O biólogo Samuel Portela retornava para a reserva quando avistou, na estrada de terra, um tatu-bola-da-caatinga (Tolypeutes tricinctus) – uma espécie-símbolo do semiárido brasileiro, mas cujo último registro no estado acontecera em 2008.

Portela parou e desligou o carro, tirou as botas, desceu do veículo descalço e começou a filmar com o celular. Por estar contra o vento, conseguiu se aproximar do animal sem ser notado.

“Deu para perceber ele caminhando, farejando, comendo alguns insetos na estrada e no campinho. Ele cavou algumas tocas lá dentro, muito provavelmente para buscar alimento dentro da terra”, recorda. Portela sabia da importância daquele raro encontro.

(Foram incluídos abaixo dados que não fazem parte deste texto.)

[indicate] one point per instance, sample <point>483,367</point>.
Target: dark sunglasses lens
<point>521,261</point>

Coordenador técnico da Associação Caatinga, instituição proprietária e administradora da Reserva Natural Serra das Almas, ele organizou duas expedições para o Cânion do Rio Poti, na divisa do Ceará com o Piauí, para investigar a área de ocorrência do tatu-bola-da-caatinga, em 2016 e 2017.

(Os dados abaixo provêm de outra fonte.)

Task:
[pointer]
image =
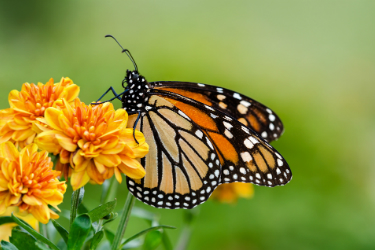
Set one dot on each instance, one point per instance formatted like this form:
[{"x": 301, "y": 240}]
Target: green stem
[
  {"x": 76, "y": 200},
  {"x": 43, "y": 229},
  {"x": 130, "y": 199},
  {"x": 184, "y": 239},
  {"x": 112, "y": 190}
]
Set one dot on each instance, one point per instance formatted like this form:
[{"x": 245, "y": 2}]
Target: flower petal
[
  {"x": 47, "y": 141},
  {"x": 31, "y": 200},
  {"x": 79, "y": 179},
  {"x": 66, "y": 142},
  {"x": 132, "y": 168},
  {"x": 52, "y": 118},
  {"x": 108, "y": 160}
]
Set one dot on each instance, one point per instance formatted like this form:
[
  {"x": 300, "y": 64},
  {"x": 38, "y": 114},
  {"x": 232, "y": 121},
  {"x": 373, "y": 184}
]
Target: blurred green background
[{"x": 312, "y": 62}]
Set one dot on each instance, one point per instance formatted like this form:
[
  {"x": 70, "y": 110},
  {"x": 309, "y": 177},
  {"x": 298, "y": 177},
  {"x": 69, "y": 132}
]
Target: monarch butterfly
[{"x": 199, "y": 137}]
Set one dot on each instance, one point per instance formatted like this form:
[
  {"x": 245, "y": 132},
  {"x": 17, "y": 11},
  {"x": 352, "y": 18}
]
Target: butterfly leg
[
  {"x": 113, "y": 91},
  {"x": 135, "y": 125}
]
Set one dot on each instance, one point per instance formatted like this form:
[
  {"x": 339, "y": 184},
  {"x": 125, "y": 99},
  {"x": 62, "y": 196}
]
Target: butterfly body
[
  {"x": 135, "y": 96},
  {"x": 200, "y": 136}
]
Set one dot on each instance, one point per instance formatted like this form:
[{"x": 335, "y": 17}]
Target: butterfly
[{"x": 199, "y": 136}]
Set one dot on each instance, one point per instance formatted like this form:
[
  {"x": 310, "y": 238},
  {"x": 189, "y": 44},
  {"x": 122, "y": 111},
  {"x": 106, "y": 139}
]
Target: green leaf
[
  {"x": 145, "y": 232},
  {"x": 101, "y": 211},
  {"x": 112, "y": 217},
  {"x": 133, "y": 244},
  {"x": 23, "y": 240},
  {"x": 144, "y": 214},
  {"x": 62, "y": 231},
  {"x": 82, "y": 209},
  {"x": 34, "y": 233},
  {"x": 109, "y": 235},
  {"x": 96, "y": 239},
  {"x": 78, "y": 232},
  {"x": 41, "y": 246},
  {"x": 152, "y": 240},
  {"x": 5, "y": 245}
]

Na ocasião, os pesquisadores encontraram indivíduos no leste piauiense, porém, no oeste cearense, nem os relatos de moradores locais davam conta da presença da espécie nos últimos anos.

Os esforços de conservação da Serra das Almas e seu entorno contribuíram para o reaparecimento dessa espécie de tatu no estado, avalia o biólogo Hugo Fernandes, coordenador do Livro Vermelho de Espécies Ameaçadas da Fauna do Ceará, da Secretaria Estadual de Meio Ambiente e Sustentabilidade.

O tatu-bola-da-caatinga, considerado “em perigo” pelo Instituto Chico Mendes de Conservação da Biodiversidade (ICMBio), encontra-se em uma situação ainda mais delicada no Ceará, sob o status de “criticamente ameaçado”.

O desaparecimento do tatu-bola-da-caatinga no território cearense é provavelmente um processo secular, mas passou a ser documentado com dados na década de 1980, sobretudo em virtude da caça e perda de habitat – os sedimentos arenosos – para atividades como a mineração, observa Fernandes, que soube do relato de Portela no final de abril.

“Considerando que não houve eventos de soltura nesta divisa com o Piauí, essa filmagem de um animal nativo dali representa o registro mais recente dentro do território cearense, e a possibilidade de ter a RPPN Serra das Almas como um local-chave para a preservação do tatu-bola no estado.” disse o biólogo Hugo Fernandes.